SANTA CRUZ, Calif. - "I get used to it, you know?" said senior Yesenia Sanchez.
It's easy to get used to the beautiful UC Santa Cruz campus, but that's not what Sanchez was talking about.
"In the morning, I would go to McDonalds and then I would go to TacoBell because it's really cheap. You get a $5 box," Sanchez said.
When money is tight, Sanchez said fast food is her go to. But when her wallet is empty, that meant her stomach is, too.
Miguel Gonzalez is also used that and knows what to do.
"I look to my sides and make sure I sit away. I'm kinda isolated so people don't hear my stomach growl," Gonzalez said.
One in four children in Santa Cruz County is going to bed hungry, according to county officials. And the problem continues as they grow up.

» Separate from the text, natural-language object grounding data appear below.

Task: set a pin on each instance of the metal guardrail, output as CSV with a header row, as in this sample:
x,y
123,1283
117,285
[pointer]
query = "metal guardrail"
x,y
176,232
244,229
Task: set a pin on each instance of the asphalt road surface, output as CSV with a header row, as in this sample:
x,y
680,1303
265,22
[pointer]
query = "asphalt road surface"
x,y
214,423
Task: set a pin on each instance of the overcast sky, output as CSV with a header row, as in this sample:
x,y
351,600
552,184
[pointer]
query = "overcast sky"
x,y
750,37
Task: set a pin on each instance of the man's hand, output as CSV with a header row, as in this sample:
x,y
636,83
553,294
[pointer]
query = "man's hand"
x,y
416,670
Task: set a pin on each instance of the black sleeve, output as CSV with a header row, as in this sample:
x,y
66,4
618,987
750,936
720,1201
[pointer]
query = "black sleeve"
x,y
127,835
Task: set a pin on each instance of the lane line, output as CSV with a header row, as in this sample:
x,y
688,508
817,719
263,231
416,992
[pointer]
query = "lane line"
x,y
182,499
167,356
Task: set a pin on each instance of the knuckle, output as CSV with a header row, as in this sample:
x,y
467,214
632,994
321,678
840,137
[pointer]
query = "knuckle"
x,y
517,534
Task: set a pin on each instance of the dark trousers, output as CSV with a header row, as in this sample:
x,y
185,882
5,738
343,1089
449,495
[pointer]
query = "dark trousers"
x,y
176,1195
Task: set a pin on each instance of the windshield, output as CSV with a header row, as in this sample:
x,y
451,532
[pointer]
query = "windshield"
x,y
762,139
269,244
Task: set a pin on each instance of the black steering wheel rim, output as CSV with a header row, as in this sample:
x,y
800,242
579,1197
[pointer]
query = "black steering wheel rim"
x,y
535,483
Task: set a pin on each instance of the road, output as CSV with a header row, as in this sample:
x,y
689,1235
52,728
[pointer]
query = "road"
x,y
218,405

Many students go to food pantries at UCSC and across Santa Cruz County, but Second Harvest Food Bank estimated 20 to 30 percent of them still struggle with food insecurity.

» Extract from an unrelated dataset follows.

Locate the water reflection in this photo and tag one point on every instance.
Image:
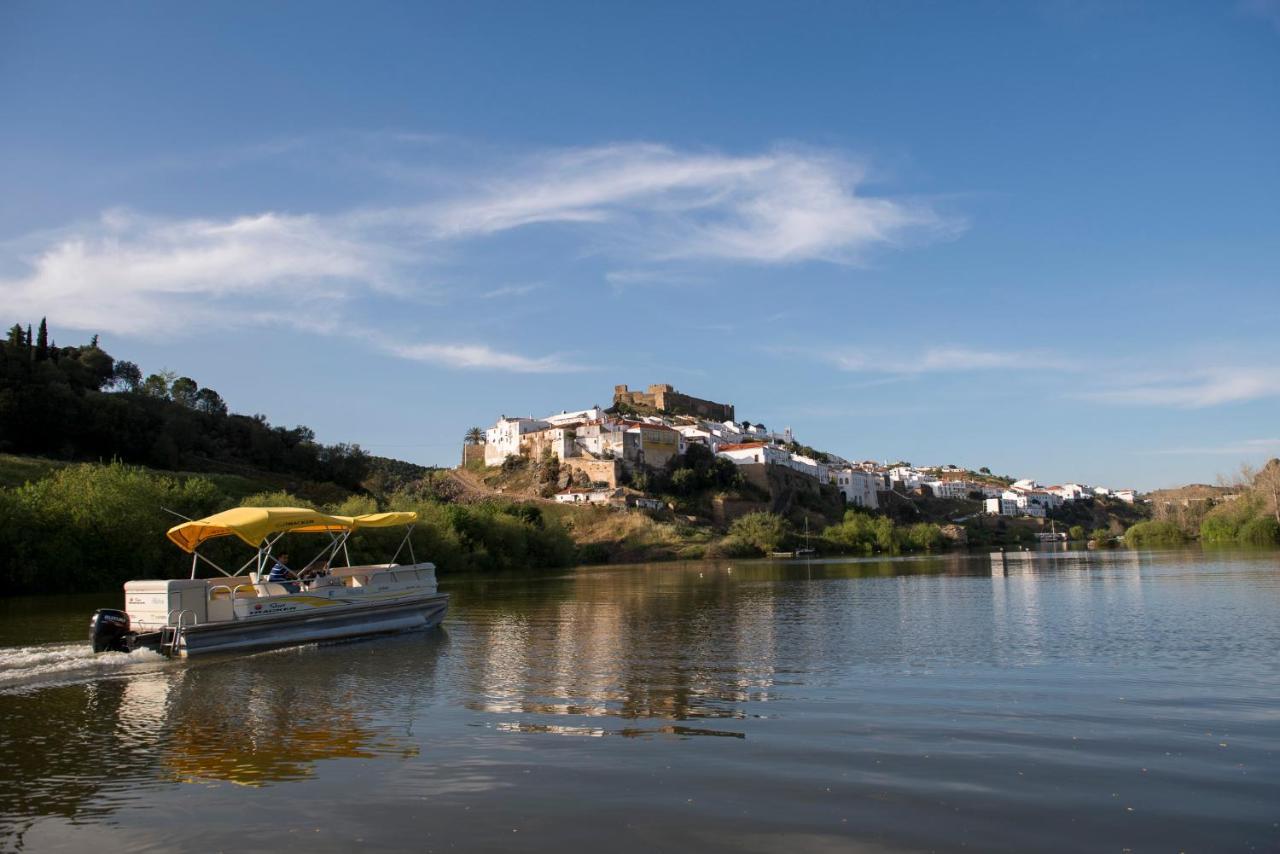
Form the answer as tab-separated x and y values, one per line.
1010	702
85	750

In honor of International World Food Day, the county partnered with Second Harvest Food Bank and UCSC to let more students know about the resources available.

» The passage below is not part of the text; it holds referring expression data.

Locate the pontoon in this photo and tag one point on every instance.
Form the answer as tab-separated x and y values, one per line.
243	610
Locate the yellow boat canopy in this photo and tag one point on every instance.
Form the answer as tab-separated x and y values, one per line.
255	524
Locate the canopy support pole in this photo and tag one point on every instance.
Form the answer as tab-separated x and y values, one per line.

On Monday, some were learning about CalFresh for the first time, a program that gives qualified applicants $200 or more to spend on food each month.
"They could qualify if they are working at least 20 hours a week; if they are meeting or they have Work-Study Program; (and) if they have a kid under 12 years of age," said Joel Campo, with Second Harvest Food Bank.
The money comes from the federal government and the county wants more people to sign up.
"It helps the people who use them. It helps the community health system, and it also helps all the local businesses where these dollars are spent. So it's a win-win-win for this community," said county supervisor Ryan Coonerty.
And for Sanchez, it means fewer McMuffins for breakfast.
"I'm probably going to do an omelette," Sanchez said.
CalFresh is not available to undocumented students.
The county and its food bank partners said they are working on other ways to bring healthy food to those students.